The Current Sauce • KNWD

Purple Media Network

The Official Student Media of Northwestern State University of Louisiana

Purple Media Network

Purple Media Network

KNWD LIVE

The women’s march has a problem

The+womens+march+has+a+problem

ELLIOT ANGELO DAVIS
Opinion Columnist

When I arrived at the Women’s March in Shreveport at the Caddo Parish Courthouse Saturday, I was greeted by a program of the day’s events that dedicated much of its space to a list of rules. These rules emphasized that exercising our free speech is not a fun hobby, but serious business, and that we must remain on the sidewalks while marching.

As the first speaker took the stage, this message that resistance cannot be joyful, and must not be disruptive, was reiterated before anything else. Other speakers asserted that, while coming to the march was good, the important thing was that we voted.

One speaker professed her gratitude that we still have the right to peacefully assemble; I waited for a demand to action – the assertion that this bare minimum of acceptance was not enough, but it never came.

When it began, the march remained dutifully confined to the sidewalk, doing two loops around the courthouse, declaring to everyone that while we were present, we could be safely ignored.

We would not disrupt anything or step outside of the system we were opposing. We would not even take to the barren streets and risk inconveniencing minimal traffic for 15 minutes or so.

This degradation of mass movements and the power of individuals acting together is truly sad and disappointing.

The power of the people, united, and the energy of a crowd, is an immense, beautiful and joyful thing. That power and energy has been the impetus for change in every radical movement, every revolution, every act of liberation throughout history.

When we are made to be grateful that we may pay money for the right – which has always been ours – to peacefully assemble, but only so long as we do not disrupt anything or take to the streets – which have always been ours – our spirit, our energy, our joy and our power is stifled by the very same people who are trying to harness it.

The idea of a crowd of people storming the Capitol now that they’ve “shut down,” of demanding and then building a new system of government that is equipped to hear the people it claims to represent, sounds inconceivable in the modern day.

It is not that simple, we say. And indeed, it’s not that easy. But throughout history, we the people can and have done exactly that. Today we forget the power that we possess as the masses who truly make up the country.

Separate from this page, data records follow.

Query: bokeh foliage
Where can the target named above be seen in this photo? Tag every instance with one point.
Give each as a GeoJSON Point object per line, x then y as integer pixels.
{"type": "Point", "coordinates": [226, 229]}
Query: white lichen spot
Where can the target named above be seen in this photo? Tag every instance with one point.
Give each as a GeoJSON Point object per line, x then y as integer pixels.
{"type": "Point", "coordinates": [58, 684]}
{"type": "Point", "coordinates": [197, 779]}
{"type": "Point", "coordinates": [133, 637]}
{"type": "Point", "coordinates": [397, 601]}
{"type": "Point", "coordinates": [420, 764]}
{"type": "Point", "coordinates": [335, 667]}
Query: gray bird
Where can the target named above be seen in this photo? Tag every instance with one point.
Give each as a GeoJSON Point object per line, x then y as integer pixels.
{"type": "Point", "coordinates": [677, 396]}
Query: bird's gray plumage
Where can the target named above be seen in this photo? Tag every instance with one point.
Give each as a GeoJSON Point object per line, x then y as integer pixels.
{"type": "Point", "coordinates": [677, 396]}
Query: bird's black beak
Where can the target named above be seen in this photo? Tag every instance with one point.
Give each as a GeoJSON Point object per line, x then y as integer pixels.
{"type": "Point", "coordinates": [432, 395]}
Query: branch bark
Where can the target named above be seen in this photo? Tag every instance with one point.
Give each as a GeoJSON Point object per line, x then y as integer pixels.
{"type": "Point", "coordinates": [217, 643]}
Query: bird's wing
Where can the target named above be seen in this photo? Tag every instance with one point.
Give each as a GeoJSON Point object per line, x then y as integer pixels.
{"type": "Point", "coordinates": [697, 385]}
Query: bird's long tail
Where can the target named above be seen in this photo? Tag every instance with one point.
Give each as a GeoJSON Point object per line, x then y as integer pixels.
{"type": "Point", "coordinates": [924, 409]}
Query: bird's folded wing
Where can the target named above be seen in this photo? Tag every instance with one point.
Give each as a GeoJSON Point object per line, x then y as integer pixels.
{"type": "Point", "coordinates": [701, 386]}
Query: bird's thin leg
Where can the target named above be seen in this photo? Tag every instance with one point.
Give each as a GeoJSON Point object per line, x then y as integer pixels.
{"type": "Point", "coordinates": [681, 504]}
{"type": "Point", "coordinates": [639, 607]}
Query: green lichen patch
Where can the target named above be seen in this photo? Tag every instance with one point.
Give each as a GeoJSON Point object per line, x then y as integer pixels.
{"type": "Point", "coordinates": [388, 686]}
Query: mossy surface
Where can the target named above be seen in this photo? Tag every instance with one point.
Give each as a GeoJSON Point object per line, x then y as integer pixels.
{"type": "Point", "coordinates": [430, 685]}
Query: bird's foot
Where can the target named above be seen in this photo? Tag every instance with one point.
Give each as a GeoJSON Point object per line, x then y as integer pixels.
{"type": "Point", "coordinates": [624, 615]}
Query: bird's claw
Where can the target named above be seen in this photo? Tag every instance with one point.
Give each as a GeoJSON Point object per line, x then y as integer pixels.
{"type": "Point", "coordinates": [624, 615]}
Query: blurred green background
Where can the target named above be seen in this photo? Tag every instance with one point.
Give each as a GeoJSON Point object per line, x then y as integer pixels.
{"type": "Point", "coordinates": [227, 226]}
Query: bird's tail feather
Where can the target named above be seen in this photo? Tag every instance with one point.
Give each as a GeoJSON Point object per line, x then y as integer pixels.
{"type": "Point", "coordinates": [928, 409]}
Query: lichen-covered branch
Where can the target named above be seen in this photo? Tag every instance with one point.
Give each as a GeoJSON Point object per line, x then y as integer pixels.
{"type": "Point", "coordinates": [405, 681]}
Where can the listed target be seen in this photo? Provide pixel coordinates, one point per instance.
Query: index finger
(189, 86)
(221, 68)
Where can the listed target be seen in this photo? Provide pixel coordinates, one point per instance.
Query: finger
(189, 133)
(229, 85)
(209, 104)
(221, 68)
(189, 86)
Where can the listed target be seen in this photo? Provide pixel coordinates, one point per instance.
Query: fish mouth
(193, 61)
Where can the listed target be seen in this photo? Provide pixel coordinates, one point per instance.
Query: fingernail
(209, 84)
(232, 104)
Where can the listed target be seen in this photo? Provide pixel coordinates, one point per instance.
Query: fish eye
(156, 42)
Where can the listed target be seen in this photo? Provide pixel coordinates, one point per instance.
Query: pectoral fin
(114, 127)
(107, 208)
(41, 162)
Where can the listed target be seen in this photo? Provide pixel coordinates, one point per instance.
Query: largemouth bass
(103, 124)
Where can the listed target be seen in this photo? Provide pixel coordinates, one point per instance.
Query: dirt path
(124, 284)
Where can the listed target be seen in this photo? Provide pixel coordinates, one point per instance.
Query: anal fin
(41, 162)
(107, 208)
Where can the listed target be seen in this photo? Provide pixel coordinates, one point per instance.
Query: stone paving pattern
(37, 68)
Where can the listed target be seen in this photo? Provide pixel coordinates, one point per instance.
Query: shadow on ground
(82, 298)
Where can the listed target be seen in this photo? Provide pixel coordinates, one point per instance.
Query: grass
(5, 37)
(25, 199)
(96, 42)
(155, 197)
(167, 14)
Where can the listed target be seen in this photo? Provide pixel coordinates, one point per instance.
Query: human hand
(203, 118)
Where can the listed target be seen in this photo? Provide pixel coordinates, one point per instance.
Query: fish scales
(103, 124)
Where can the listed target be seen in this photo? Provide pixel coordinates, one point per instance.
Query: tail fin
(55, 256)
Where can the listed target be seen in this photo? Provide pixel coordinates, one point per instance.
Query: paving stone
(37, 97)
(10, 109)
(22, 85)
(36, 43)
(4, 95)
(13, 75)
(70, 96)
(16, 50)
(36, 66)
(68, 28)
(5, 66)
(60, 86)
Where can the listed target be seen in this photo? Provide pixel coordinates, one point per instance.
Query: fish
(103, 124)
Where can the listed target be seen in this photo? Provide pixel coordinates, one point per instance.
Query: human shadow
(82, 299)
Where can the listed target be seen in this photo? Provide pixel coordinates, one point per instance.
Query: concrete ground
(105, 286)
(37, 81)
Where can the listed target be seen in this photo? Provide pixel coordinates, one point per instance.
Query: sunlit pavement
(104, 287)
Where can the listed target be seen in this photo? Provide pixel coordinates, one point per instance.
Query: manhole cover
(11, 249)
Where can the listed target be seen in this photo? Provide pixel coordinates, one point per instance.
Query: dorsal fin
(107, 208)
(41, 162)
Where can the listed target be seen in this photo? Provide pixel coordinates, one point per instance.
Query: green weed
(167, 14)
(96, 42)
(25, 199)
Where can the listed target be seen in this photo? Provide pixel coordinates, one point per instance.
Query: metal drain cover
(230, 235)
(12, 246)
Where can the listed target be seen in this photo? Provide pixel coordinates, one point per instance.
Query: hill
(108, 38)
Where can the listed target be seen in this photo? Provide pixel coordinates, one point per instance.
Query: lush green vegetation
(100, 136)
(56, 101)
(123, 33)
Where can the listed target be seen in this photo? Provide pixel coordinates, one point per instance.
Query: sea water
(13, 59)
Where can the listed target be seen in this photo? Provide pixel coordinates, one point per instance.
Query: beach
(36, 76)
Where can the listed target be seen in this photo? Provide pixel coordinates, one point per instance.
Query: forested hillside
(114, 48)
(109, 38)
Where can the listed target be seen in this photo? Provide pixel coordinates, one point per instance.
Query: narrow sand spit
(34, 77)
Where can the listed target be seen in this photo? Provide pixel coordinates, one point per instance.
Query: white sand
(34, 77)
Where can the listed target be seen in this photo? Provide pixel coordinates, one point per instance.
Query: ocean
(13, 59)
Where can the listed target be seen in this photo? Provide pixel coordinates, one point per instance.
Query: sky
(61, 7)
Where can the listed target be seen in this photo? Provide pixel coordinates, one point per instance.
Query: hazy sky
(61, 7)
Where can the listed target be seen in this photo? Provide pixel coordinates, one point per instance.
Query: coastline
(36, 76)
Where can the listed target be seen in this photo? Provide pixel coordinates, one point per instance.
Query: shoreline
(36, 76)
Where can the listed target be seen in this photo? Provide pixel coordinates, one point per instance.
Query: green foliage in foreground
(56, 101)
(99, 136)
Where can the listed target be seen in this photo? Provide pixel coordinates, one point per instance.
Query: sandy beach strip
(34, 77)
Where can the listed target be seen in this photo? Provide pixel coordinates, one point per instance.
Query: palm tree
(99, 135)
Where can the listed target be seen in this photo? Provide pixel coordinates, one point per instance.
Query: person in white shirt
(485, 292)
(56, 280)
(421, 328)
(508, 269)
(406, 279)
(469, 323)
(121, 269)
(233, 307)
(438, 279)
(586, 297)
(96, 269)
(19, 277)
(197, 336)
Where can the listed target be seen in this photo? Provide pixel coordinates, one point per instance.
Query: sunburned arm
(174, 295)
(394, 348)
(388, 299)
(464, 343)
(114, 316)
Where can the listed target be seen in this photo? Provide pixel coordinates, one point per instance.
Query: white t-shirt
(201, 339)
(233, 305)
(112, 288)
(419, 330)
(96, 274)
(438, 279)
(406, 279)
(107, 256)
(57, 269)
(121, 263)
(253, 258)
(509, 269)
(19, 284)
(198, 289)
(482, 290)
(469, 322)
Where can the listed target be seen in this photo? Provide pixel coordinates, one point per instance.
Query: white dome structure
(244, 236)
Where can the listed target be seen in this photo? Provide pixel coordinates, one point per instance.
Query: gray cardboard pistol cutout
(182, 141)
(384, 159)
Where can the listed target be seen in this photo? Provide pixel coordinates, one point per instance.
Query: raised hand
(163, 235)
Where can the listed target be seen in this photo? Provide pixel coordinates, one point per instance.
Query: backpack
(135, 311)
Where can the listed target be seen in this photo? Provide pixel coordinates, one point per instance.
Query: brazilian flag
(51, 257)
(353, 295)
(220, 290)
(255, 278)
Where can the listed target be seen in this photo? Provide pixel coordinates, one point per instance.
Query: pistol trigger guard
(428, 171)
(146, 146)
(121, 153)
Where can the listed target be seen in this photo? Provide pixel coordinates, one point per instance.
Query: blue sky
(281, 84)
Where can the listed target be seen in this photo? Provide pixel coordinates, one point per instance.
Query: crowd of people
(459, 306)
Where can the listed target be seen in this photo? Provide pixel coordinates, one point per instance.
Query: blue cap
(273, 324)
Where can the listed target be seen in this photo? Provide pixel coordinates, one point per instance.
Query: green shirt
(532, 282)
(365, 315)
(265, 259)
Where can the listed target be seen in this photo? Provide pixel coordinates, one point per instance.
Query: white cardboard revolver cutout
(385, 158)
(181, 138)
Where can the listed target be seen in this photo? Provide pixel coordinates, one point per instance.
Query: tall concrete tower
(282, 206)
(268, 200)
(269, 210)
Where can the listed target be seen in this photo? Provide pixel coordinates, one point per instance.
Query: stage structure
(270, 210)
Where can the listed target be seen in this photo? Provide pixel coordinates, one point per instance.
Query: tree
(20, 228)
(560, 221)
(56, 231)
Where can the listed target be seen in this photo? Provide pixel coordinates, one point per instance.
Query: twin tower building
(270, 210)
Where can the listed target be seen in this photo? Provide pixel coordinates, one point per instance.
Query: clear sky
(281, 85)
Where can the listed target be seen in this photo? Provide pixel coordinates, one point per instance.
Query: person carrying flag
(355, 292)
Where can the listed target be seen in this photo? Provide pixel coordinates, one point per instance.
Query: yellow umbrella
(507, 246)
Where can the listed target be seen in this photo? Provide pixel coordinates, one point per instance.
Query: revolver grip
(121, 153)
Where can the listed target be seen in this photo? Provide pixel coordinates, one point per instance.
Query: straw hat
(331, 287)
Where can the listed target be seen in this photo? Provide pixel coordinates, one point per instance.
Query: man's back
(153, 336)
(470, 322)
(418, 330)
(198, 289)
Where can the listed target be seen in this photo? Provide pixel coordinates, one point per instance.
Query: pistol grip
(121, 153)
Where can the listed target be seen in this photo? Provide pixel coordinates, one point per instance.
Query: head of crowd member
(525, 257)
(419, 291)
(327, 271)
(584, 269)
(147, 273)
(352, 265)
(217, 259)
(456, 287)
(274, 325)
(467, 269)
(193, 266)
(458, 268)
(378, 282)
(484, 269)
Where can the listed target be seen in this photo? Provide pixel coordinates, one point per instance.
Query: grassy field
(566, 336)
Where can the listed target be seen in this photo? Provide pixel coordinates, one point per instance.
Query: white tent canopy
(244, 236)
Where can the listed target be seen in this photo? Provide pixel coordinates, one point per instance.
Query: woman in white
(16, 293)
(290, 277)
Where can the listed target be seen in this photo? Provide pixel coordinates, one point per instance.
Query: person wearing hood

Today, us individuals are made to feel that we don’t have any power unless we participate in the system which is the mechanism for our oppression. When our voices are discarded and devalued, because that same system makes it its goal to do so, we are made to feel that we do not have any power at all.

It’s not true. Yet we are told by our leaders that we must act only within that system, and that other acts of resistance are not legitimate, or are less valuable. But that’s exactly why other acts of resistance are valuable and even necessary.

It’s not true that there is nothing else we can do.

Yes, vote. Raise your voice within the avenues that we have created in our system. But when they don’t hear you, that’s not the end of the matter. Take to the streets, talk to your neighbors, find the joy of resistance, and build a movement that is not dependent on the same structures that confine it.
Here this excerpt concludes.